The Kennebec Valley Humane Society has been around since 1927, serving the Augusta, Maine area as an open intake shelter. They are a safe haven for over 2000 animals per year and boast a 97& placement rate. That’s a lot of homes for a lot of animals and they should be proud of their work.

When they asked for funds are to help pet owners who can least afford it spay and neuter their cats in an effort to reduce the number of cats coming to the shelter, the May HTR Foundation was were happy to help.


Waiting for Surgery

Mutts and Mittens Manor Rescue and Transport

Mutts and Mittens in Conway South Carolina, has a soft spot for the underdog, or cat, and focuses their rescue efforts toward those animals that don’t typically fare well in shelters – animals with ringworm, heartworms or mange; pregnant mothers; young puppies and kittens and seniors, among others. Working with 9 high volume shelters in their area, they took 442 animals into their care in 2016.

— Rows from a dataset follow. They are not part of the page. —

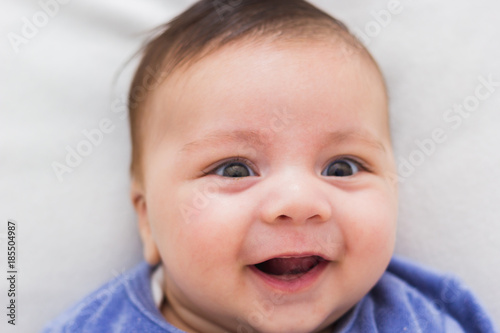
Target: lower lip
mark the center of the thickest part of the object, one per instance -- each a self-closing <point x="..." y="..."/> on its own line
<point x="293" y="285"/>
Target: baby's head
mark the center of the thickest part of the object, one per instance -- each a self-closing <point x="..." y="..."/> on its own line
<point x="262" y="166"/>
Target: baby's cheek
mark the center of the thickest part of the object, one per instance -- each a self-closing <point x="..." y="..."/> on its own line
<point x="371" y="225"/>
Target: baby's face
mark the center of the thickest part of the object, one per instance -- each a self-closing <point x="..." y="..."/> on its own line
<point x="267" y="187"/>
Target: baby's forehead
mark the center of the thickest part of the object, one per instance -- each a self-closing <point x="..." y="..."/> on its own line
<point x="270" y="82"/>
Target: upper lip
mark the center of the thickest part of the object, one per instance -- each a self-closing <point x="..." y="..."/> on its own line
<point x="295" y="255"/>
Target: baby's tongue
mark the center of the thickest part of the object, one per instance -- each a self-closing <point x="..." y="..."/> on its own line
<point x="288" y="266"/>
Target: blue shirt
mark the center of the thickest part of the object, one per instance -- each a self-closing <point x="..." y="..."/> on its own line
<point x="407" y="298"/>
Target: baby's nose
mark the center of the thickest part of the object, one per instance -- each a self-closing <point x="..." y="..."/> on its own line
<point x="295" y="197"/>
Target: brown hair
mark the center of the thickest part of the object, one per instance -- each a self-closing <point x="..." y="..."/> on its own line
<point x="207" y="26"/>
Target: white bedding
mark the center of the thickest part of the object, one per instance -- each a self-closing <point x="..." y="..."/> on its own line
<point x="78" y="230"/>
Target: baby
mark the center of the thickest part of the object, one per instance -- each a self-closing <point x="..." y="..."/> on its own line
<point x="263" y="180"/>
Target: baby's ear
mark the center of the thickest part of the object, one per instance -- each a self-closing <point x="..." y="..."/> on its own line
<point x="150" y="250"/>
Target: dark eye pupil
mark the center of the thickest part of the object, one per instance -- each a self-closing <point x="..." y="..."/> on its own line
<point x="340" y="169"/>
<point x="236" y="170"/>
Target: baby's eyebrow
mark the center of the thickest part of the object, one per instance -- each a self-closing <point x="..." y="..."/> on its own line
<point x="218" y="137"/>
<point x="338" y="137"/>
<point x="254" y="139"/>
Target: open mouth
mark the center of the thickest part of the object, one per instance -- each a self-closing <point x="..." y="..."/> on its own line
<point x="289" y="268"/>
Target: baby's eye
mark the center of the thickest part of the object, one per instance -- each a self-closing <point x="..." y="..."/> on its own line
<point x="234" y="169"/>
<point x="341" y="168"/>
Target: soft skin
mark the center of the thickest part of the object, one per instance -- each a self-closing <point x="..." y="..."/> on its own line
<point x="287" y="110"/>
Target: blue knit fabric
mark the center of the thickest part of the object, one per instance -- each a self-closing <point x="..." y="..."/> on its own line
<point x="407" y="298"/>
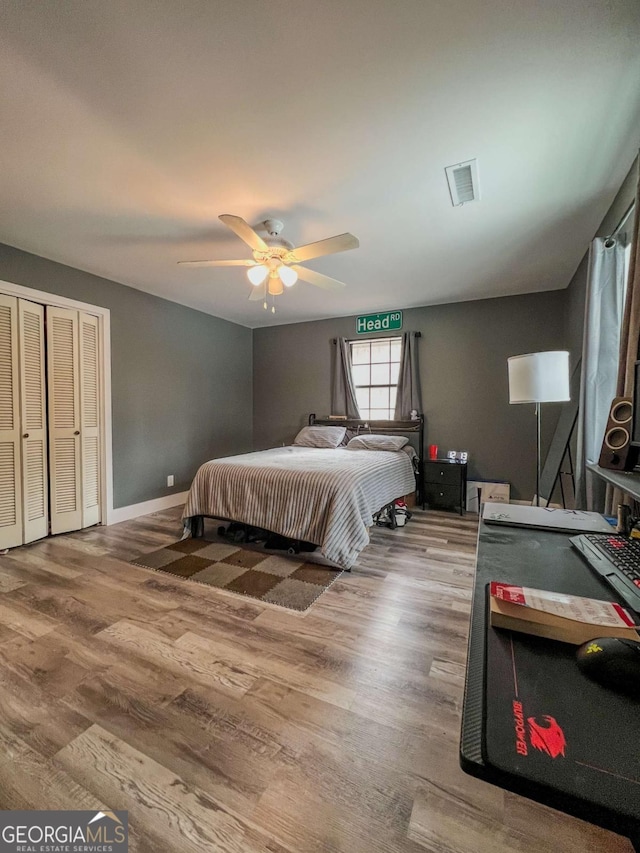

The heartworm positive dogs were costly to Mutts and Mittens, with at least 20% of their total budget for the year going to the treatment of these dogs. In an effort to lower the high incidence of heartworms in their area, they asked us for funds to hold community education programs in partnership with two of their local shelters to raise awareness of the problem.

With a prevention focus, these events offered the community FREE heartworm tests, informational booklets and discounted preventative. The May HTR Foundation was pleased to be able to help Mutts and Mittens with such a worthy effort.

Assistance Canine Training Services

Our friends at Assistance Canine Training Services recently asked for help to purchase a scale – something they needed to become a fully certified member of Assistance Dogs International. Their volunteers work hard to train the best service dogs possible and we were happy to help them achieve the recognition they deserve.

Maine Federation of Humane Societies

The Maine Federation of Humane Societies is a statewide network of companion animal organizations working to support animal shelters and rescue groups with education, outreach and advocacy.   Every shelter and rescue they could find was invited to their annual meeting and over 150 animal lovers were there.  To make it possible for as many people as possible to attend, Maine Fed helped by providing assistance with lodging and meals.  Some of those expenses just weren’t in the Maine Fed budget, so the May HTR Foundation was happy to help.

Louisiana State University School of Veterinary Medicine – Equine Health Services

The Louisiana State Response Team (LSART), Equine Branch, has had its hands full since the flooding in South Louisiana displaced hundreds of horses, not to mention cattle and other farm animals. With concerns about an encephalitis epidemic and the lack of medications and supplies to treat the “waterline” horses, LSART was struggling to provide the needed care for these animals. It is an honor to be able to help LSART with the largest grant award in our short history.